しかし、それだけではなく、「ここ10年間という時代の違い」もあるのではないか、とガイドは考える。
『ママぽよ』の描かれた1990年代前半は、現在に比べればまだ「母親なんだから、○○でなくちゃ」という規範が強かったのではないだろうか。
その後10年たち、いろいろなマンガ家たちが「自分の育児」を表現した後の『毎日かあさん』では、「母親なんだからきちんと」という規範は、もはやパロディ化しているように見える。
その代わりに拠っているのは、著者の西原氏自身が育った、30数年前のふるさとでの子ども時代であろう。
「ちっともきちんとはしていなかったけど、でも私はふしあわせではなかった。だから、自分の子どももそうやって育てていこう。」
西原氏の姿勢は、ガイドにはこのように感じられる。
●今、両方が面白い●
一方、現在でも『ママぽよ』の「できれば優しいお母さんに」という気持ちから完全に解放されているというママは、まだ少ないのではないか。
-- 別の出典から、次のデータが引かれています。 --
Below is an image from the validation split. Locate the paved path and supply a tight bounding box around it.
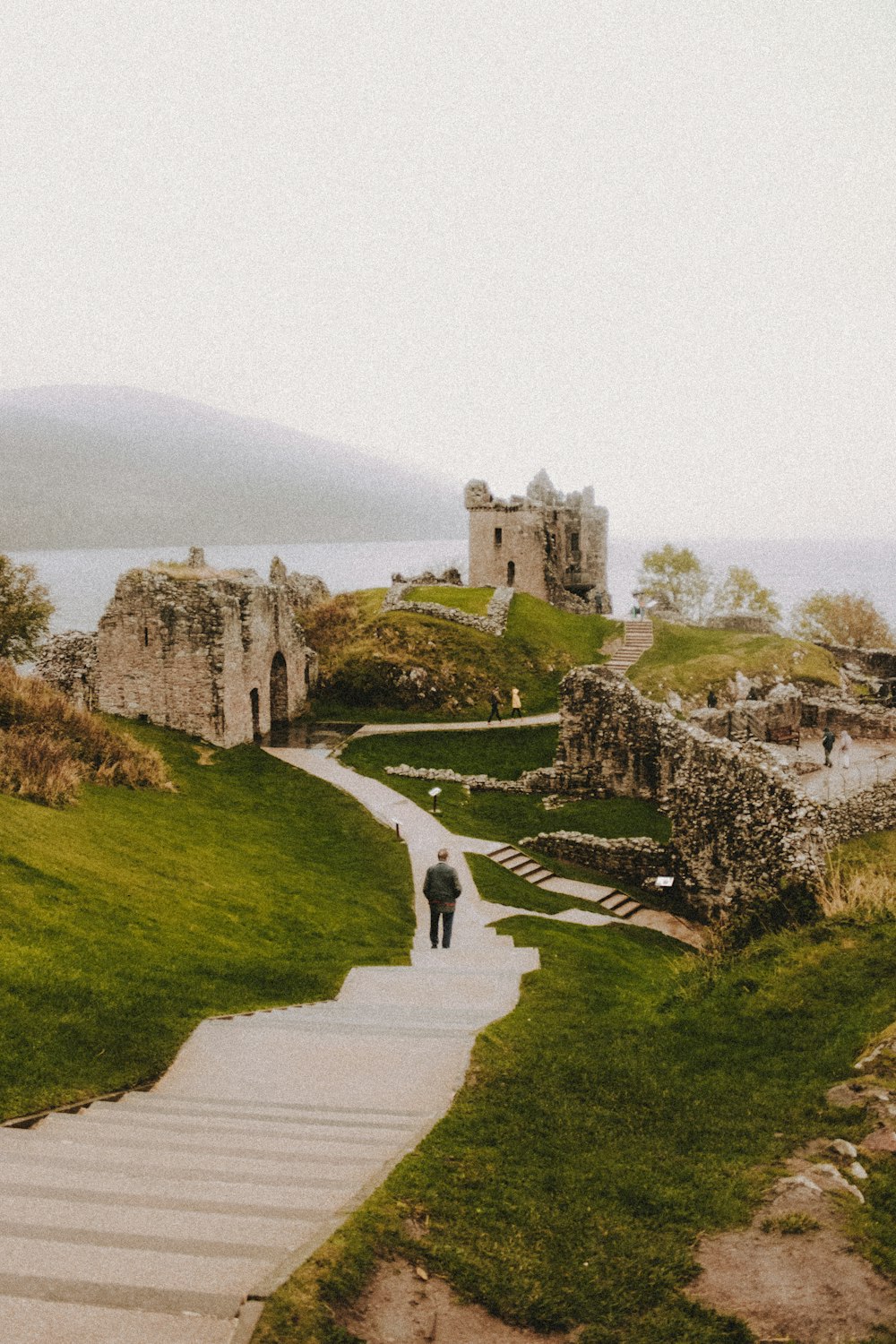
[0,750,538,1344]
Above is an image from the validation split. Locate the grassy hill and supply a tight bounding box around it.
[629,621,840,703]
[0,725,412,1117]
[304,589,619,722]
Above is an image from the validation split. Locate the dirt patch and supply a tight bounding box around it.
[688,1145,896,1344]
[339,1260,579,1344]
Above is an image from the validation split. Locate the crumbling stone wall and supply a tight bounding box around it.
[95,548,317,747]
[463,472,613,615]
[35,631,97,710]
[382,577,513,639]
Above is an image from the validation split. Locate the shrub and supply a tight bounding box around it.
[0,663,168,806]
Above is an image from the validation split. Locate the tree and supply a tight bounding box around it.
[638,543,712,621]
[712,564,780,625]
[793,590,893,650]
[0,556,52,663]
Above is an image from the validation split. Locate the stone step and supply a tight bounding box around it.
[0,1234,270,1316]
[600,892,632,910]
[0,1284,246,1344]
[0,1156,350,1219]
[39,1107,409,1164]
[117,1088,428,1137]
[613,900,643,919]
[0,1126,367,1193]
[0,1193,315,1258]
[0,1271,245,1322]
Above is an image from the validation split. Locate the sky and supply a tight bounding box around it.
[0,0,896,538]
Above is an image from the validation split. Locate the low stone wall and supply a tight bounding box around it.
[35,631,97,710]
[520,831,672,884]
[382,580,513,639]
[385,765,532,793]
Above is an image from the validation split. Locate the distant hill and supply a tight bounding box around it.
[0,387,466,551]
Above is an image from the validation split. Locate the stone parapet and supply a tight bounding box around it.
[520,831,672,884]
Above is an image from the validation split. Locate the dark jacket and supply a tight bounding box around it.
[423,863,461,910]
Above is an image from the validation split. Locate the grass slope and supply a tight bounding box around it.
[406,585,495,616]
[341,728,669,844]
[0,726,412,1116]
[304,589,619,722]
[629,621,840,702]
[256,917,896,1344]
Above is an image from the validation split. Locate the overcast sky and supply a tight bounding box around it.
[0,0,896,538]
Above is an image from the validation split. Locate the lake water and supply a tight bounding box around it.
[13,538,896,632]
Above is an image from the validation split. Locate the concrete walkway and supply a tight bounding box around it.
[0,750,538,1344]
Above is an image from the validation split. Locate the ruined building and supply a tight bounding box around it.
[463,470,613,615]
[40,547,317,747]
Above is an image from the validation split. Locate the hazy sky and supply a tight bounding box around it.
[0,0,896,537]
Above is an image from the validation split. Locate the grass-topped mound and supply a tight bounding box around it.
[406,583,495,616]
[0,663,168,806]
[0,725,414,1117]
[629,621,840,703]
[304,588,619,722]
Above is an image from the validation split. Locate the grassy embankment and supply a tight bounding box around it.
[406,585,495,616]
[256,892,896,1344]
[0,726,412,1117]
[629,621,840,704]
[304,589,619,722]
[341,726,669,844]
いや、むしろ初心者ママの多くは、育児をそこから出発させているはず。10年たっても、『ママぽよ』が読み継がれる理由は、そこにある。
『ママぽよ』の迷いながら、バタバタ育児、『毎日かあさん』のぐちゃぐちゃだけど、達観育児。
どちらも、幼稚園ママ・保育園ママの双方に「効く」はず。それが2冊を読みくらべての、結論である。
育児に疲れた日常を、そっと癒してくれる育児マンガ。直接役に立つものではないかもしれないけど、明日少し元気になれるかも。
いろんな母親がいて、いろんな子どもがいて、いろんな育児がある。そのことに気づくことが、いちばん大事なのかもしれません。